Emma might be able to tolerate this spread of misinformation on Facebook, but for Mary, this added a layer of doubt to already difficult times. Eventually, knowing she could continue her job as editor from abroad, she made the decision to return to Ireland, a full 6 months before she was supposed to. “I left on the Wednesday night. I decided on the Monday night, around 48 hours before I came home,” Mary tells me. “I’ve been quite steadfast in my plan to stay all along, but at the same time, I was listening and entrusting what my parents were saying here [in Ireland].” The deteriorating situation of the pandemic in Europe, the lack of reputable news sources, the changing life in Vietnam, the uncertainty surrounding visa applications; like Emma, Mary didn’t feel ready to leave Vietnam behind.

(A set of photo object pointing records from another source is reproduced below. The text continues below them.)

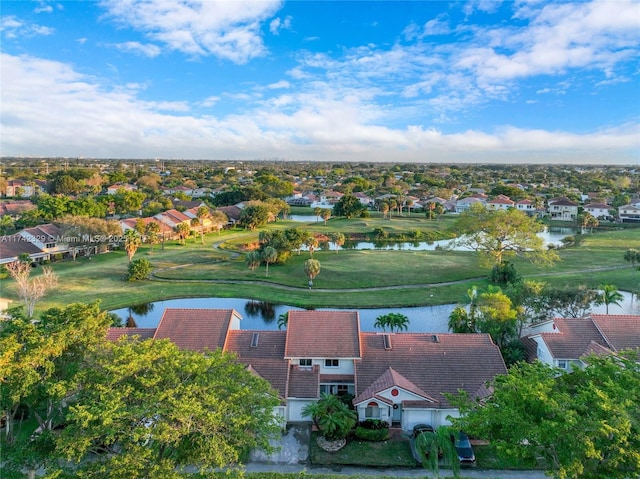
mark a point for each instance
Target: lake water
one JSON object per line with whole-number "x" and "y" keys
{"x": 259, "y": 315}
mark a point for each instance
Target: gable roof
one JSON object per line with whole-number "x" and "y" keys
{"x": 323, "y": 334}
{"x": 455, "y": 361}
{"x": 196, "y": 329}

But, she says, “I would have to leave sooner rather than later, and if the [official] advice is to come home at the end of this week, I might as well make the decision quite quickly.”
“I definitely don’t feel ready to go and I definitely wouldn’t have left by my own accord at this time,” Emma tells me. “It was always my plan to stay until August.” In the beginning, there was anxiety over whether or not she would be able to support herself through the crisis. “Initially, I freaked out. I was like, I’m going home, I have no job,” she tells me. Her friends were losing their income, with language centres going back on their word that their employees would be paid throughout the crisis. “Suddenly, everyone’s gone and I’m the luckiest out of the bunch, so I’m really grateful for that,” she says.
Emma has held onto her life abroad, refusing to relinquish it to the virus. Watching events unfold at home without her friend's company hasn't been easy however; seeming to be more real to her than any anxieties about Hanoi. “It was kind of hard to see that everyone was extremely stressed,” she says, “but it was like, well, there’s nothing I can do and it wasn’t like there was anything I could do if I was back in Ireland, but it’s a weird thing to be removed from it and watching it unfold and watch everyone panic.”
At the time of writing, Mary is back in Ireland with her family, settling in a life so removed from the one she had known for the last six months. “There’s the process of going through the fact that I have to leave my life in Vietnam, leave my friends, leave Emma,” she says. “I’m mourning that loss of time that I had there.”
On Mary’s last day in Vietnam, sad to be leaving the country a lot sooner than she expected, Emma comforted her by saying that “it’s kind of like going home for Christmas.” “You almost feel like you’re missing out on this some kind of collective experience happening in Ireland,” she tells me. “In the same way that it’s difficult, you can see everyone coming together to support each other, and you’re not part of that either.”